How Organizations Benefit

Chief Information Officers and security managers can use our findings and recommendations to better protect sensitive information. If the measures we recommend are implemented, they should reduce the risk that organizations will experience a data breach and the regulatory, litigation, financial, and reputational harms such breaches cause. Our suggestions regarding incident response procedures help organizations respond more quickly and effectively when data breaches occur. Our prioritized recommendations and cost estimates help organizations plan longer-term steps to continue to improve information security and to show that the company took a thoughtful approach to managing its risks.

CFTC Chairman Provides Guidance On Cybersecurity

On November 5, 2014, the Chairman of the Commodity Futures Trading Commission, Timothy G. Massad, gave keynote remarks at the Futures Industry Association Expo 2014.

Part of Chairman Massad’s remarks focused on the importance and oversight of cybersecurity and business continuity disaster recovery for the financial institutions, exchanges, and markets that the Commission regulates. Specifically, Chairman Massad discussed the fact that the Commission’s system safeguards require that the entities the Commission regulates have four important components:

  1. A program of risk analysis and oversight to identify and minimize sources of cyber and operational risk;
  2. Automated systems that are reliable, secure, and have adequate scalable capacity;
  3. Emergency procedures, backup facilities, and a business continuity disaster recovery plan; and
  4. Regular, objective, independent testing to verify that the system safeguards program is sufficient to fulfill its regulatory responsibilities.

In addition, Chairman Massad explained that the entities the Commission regulates must have a risk management program that addresses the following key elements: information security, systems development, quality assurance, and governance. Clearinghouses and exchanges must notify the Commission promptly of certain incidents and must have recovery procedures in place. For example, systematically important clearinghouses must be able to resume operations in two hours.

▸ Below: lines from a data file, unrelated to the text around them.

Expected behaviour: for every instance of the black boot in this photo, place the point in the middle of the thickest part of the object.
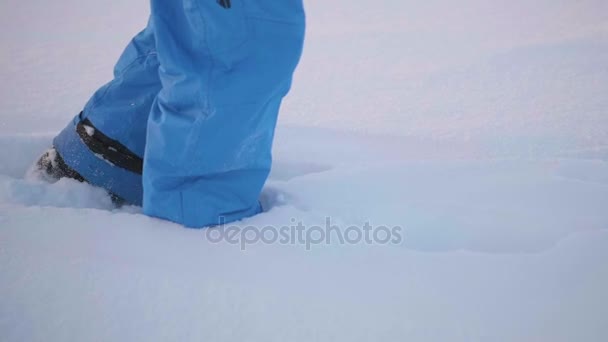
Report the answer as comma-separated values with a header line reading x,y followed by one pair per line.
x,y
52,168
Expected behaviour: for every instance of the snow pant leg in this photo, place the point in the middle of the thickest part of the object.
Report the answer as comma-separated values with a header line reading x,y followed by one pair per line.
x,y
116,118
225,67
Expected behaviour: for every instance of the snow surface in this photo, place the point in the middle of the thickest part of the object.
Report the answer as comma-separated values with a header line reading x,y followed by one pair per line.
x,y
479,128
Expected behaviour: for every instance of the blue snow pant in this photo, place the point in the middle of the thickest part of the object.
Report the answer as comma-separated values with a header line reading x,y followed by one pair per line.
x,y
185,128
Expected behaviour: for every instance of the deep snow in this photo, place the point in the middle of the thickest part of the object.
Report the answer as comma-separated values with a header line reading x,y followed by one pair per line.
x,y
480,128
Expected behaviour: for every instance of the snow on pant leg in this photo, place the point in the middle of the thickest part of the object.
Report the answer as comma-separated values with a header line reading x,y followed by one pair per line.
x,y
225,67
116,119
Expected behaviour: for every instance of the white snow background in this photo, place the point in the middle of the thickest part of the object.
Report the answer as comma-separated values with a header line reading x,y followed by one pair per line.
x,y
480,127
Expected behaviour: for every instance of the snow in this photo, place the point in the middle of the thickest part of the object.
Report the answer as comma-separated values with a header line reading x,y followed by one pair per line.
x,y
480,129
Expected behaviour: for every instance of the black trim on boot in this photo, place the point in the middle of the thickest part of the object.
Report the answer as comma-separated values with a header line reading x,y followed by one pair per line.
x,y
107,148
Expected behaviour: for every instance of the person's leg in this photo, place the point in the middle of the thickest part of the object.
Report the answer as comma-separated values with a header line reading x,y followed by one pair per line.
x,y
225,67
105,144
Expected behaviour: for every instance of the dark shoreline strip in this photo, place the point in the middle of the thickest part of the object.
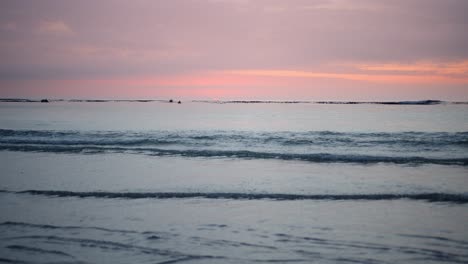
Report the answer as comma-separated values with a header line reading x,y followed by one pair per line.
x,y
430,197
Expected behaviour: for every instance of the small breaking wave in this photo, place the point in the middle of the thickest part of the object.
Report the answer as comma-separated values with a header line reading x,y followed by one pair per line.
x,y
415,148
430,197
243,154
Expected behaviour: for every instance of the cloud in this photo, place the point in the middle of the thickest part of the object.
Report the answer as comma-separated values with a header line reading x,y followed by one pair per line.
x,y
55,27
448,68
388,78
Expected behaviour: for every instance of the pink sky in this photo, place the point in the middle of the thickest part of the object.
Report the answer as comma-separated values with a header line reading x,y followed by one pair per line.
x,y
235,49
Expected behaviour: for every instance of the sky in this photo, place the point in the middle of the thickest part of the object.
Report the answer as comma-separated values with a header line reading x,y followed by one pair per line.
x,y
235,49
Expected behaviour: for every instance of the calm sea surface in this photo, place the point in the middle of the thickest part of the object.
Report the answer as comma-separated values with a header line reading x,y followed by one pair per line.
x,y
154,182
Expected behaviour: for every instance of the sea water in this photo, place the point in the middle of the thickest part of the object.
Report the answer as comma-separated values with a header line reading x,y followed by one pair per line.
x,y
233,182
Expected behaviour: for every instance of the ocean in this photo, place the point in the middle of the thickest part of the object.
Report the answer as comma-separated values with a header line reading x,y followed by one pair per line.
x,y
147,181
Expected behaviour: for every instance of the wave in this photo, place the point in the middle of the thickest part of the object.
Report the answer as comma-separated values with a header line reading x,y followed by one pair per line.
x,y
416,102
315,146
244,154
430,197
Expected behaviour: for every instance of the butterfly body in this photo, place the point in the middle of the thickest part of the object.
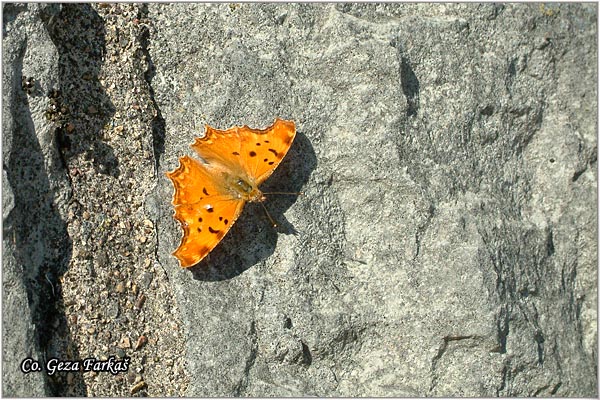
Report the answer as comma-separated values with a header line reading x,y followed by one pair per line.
x,y
211,194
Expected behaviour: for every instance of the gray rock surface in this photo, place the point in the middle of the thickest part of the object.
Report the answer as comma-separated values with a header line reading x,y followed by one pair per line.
x,y
446,241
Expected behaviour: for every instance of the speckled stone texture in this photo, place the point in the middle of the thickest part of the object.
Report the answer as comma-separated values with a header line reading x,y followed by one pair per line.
x,y
445,243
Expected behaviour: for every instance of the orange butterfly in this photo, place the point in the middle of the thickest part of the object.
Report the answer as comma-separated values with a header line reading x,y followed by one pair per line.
x,y
210,195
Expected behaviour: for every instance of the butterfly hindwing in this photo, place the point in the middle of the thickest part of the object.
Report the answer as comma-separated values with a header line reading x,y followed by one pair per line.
x,y
205,210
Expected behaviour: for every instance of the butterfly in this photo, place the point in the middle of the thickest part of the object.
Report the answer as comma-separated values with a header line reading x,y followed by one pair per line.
x,y
210,194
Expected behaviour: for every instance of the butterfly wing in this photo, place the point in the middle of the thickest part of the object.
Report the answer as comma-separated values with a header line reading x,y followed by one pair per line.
x,y
204,208
254,153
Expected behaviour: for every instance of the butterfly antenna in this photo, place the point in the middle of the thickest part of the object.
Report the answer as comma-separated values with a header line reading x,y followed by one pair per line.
x,y
290,193
269,215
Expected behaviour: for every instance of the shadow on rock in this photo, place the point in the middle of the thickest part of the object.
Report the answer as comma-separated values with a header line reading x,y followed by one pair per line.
x,y
253,238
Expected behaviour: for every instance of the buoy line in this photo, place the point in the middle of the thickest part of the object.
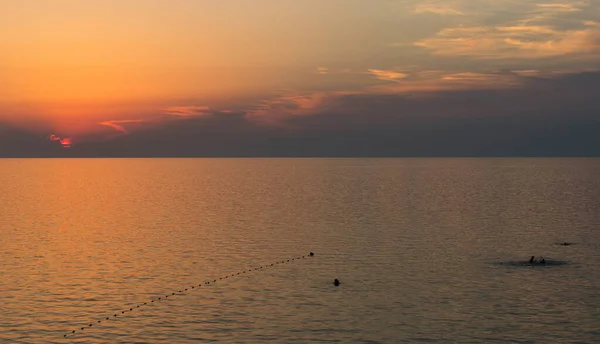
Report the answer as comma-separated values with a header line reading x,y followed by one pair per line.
x,y
179,292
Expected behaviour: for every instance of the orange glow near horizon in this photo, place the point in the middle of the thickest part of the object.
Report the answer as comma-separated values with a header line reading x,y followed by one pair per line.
x,y
78,68
65,142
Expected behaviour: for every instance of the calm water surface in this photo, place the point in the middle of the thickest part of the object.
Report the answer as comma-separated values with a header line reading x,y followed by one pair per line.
x,y
417,243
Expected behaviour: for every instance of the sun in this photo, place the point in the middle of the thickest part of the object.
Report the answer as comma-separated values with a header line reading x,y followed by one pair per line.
x,y
65,142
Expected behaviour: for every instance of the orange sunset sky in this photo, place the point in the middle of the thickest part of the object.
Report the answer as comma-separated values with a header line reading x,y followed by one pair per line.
x,y
97,71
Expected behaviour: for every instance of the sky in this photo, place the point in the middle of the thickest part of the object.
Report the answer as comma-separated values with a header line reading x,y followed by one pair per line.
x,y
299,78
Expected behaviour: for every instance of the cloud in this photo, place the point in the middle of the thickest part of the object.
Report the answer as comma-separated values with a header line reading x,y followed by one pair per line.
x,y
512,42
387,75
118,124
322,70
436,7
188,111
532,31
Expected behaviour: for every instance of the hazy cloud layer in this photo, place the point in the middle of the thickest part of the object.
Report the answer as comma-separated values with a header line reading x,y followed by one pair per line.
x,y
328,78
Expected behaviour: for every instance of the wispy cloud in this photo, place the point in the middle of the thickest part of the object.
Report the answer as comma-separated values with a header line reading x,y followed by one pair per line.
x,y
188,111
437,7
540,30
512,42
387,75
322,70
118,124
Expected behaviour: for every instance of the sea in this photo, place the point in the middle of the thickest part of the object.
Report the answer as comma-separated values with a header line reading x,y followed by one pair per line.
x,y
219,250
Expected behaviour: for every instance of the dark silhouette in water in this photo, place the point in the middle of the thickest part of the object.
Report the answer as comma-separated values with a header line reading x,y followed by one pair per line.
x,y
533,262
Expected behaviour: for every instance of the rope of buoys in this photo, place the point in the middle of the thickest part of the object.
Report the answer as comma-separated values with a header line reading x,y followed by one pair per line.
x,y
182,291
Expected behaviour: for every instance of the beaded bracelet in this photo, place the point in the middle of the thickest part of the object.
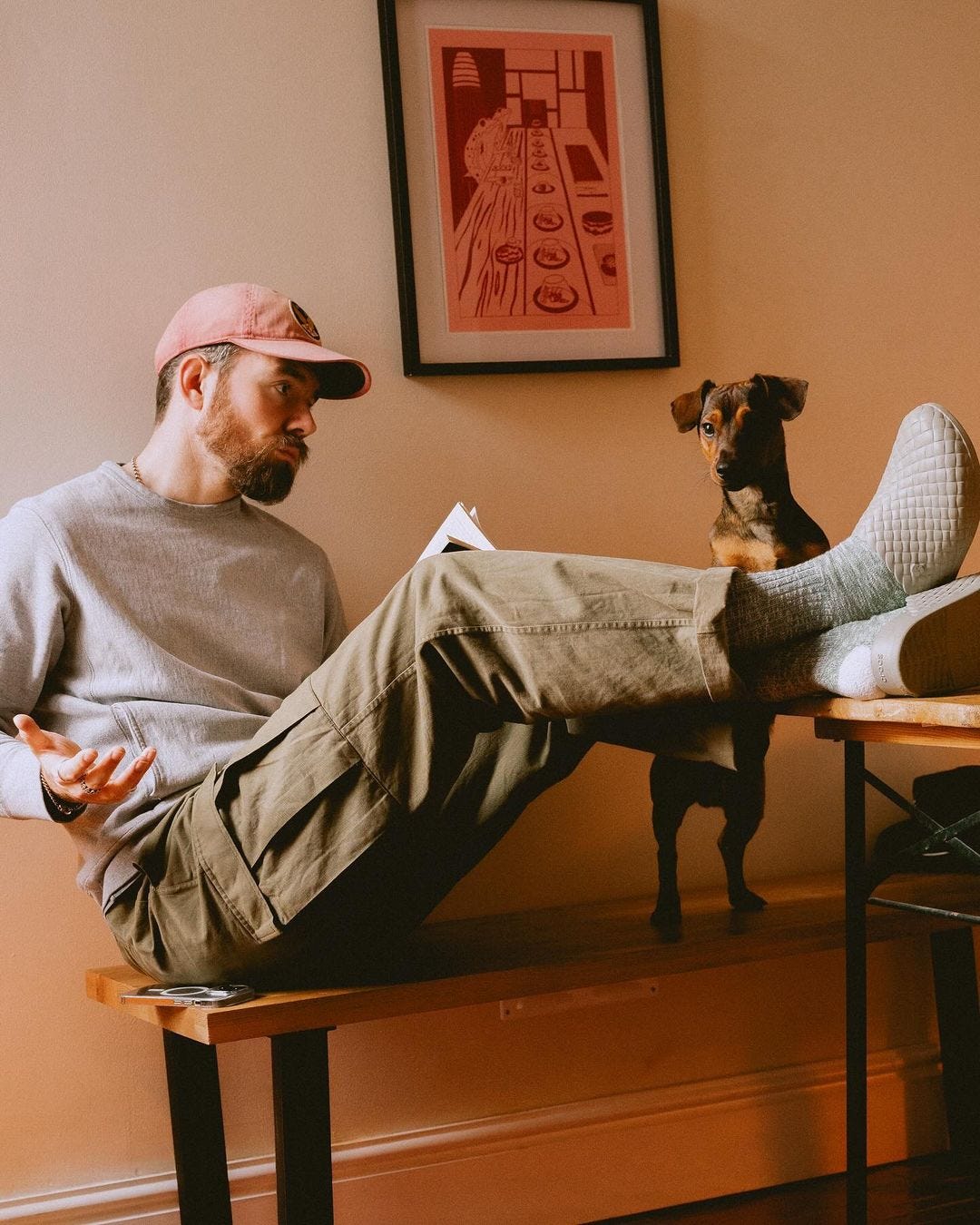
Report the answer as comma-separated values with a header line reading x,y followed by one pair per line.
x,y
58,808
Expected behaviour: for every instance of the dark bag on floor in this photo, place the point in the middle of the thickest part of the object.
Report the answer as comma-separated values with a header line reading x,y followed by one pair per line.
x,y
946,797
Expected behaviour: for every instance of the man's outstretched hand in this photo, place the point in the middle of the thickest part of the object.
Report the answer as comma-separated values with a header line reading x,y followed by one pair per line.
x,y
81,776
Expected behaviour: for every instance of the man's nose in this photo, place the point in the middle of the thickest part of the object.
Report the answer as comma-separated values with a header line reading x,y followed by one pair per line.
x,y
304,423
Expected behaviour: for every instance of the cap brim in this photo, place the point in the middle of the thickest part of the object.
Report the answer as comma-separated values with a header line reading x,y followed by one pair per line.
x,y
339,377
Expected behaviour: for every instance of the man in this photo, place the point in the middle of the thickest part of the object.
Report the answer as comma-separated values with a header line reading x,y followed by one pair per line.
x,y
297,799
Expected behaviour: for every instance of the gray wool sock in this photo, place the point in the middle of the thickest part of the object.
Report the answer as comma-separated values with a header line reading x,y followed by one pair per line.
x,y
838,661
848,583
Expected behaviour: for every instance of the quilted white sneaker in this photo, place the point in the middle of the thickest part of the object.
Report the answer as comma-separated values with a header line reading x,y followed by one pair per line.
x,y
933,646
925,512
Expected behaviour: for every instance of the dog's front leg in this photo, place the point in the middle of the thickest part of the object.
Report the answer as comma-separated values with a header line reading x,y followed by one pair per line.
x,y
671,802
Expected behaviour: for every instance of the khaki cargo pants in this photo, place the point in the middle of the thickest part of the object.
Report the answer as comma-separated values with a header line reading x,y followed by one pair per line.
x,y
482,679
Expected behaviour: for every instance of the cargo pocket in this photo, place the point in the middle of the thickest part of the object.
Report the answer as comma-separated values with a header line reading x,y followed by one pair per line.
x,y
286,816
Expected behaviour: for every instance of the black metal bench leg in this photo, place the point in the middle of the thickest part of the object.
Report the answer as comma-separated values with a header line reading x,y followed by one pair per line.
x,y
300,1095
199,1131
958,1014
855,953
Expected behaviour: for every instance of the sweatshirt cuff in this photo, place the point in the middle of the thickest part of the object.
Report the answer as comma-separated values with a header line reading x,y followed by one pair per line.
x,y
20,784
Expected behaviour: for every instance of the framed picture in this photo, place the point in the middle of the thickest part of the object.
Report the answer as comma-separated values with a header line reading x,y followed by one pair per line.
x,y
529,185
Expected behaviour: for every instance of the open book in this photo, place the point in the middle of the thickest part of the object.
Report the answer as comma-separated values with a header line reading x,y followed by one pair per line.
x,y
459,529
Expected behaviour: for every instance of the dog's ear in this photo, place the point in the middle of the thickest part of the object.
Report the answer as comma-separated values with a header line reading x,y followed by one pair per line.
x,y
787,395
686,408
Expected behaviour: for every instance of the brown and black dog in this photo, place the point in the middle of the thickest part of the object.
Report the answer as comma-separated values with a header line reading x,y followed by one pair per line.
x,y
760,527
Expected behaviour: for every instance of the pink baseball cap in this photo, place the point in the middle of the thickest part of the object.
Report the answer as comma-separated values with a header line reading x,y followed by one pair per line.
x,y
265,321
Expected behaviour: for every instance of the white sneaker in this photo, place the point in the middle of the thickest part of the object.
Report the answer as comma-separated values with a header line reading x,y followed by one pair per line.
x,y
933,646
925,511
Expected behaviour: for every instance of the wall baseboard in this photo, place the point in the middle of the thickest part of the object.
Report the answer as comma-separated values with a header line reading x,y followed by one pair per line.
x,y
577,1161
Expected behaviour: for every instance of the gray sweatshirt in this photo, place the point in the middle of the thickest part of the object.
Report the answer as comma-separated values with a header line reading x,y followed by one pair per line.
x,y
128,619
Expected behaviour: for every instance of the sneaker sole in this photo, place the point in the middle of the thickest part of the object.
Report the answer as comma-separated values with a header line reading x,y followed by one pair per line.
x,y
934,646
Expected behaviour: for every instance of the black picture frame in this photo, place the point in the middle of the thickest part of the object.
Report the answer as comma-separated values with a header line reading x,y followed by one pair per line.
x,y
416,38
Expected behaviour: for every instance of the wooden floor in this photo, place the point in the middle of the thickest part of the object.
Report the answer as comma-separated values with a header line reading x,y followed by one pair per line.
x,y
920,1192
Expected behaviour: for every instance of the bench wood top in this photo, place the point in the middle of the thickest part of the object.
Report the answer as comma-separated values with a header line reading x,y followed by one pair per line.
x,y
482,961
952,720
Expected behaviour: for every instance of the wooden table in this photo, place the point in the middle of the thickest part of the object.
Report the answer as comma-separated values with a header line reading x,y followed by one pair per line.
x,y
951,721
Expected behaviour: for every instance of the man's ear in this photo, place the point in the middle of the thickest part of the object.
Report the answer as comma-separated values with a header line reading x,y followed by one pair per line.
x,y
788,396
190,378
686,408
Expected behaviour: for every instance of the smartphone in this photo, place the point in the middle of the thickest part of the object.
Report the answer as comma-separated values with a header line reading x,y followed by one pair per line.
x,y
192,995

Finally, Chairman Massad provided guidance on the key areas that the Commission is focused on:

  • Governance – Is the board paying sufficient attention to cybersecurity and taking appropriate steps? Does the board have the expertise — and does it devote the time — to do so? Is it setting the right tone as to the importance of these issues? The same questions apply, needless to say, to top management.
  • Resources – Are sufficient resources and capabilities being devoted to monitor and control cyber-related risks across all levels of the organization?
  • Policies and Procedures – Are adequate plans and policies in place to address information security, physical security, system operations, and other critical areas? And is the regulated entity actually following its plans and policies and considering how plans and policies may need to be amended from time to time in light of technological, market, or other security developments?
  • Vigilance and Responsiveness to Identified Weaknesses and Problems – If a weakness or deficiency is identified, does the regulated entity take prompt and thorough action to address it? Does it not only fix the immediate problem but also examine the root causes of the deficiency?

Chairman Massad concluded his remarks by noting that enforcement and compliance are a priority for the Commission.

Regulators are continuing to increase their focus on whether directors and executive officers are appropriately engaged in overseeing cybersecurity preparedness. While the board or CEO is not expected to configure the firewall, they should be able to ask appropriate questions to ensure that the right people, processes, and technology are in place and that the company is continuously analyzing threats and risks and adjusting accordingly. Further, they should ensure that the company is preparing to respond in the event of an incident and evaluating ways to appropriately shift liability for financial consequences through insurance products and contracts.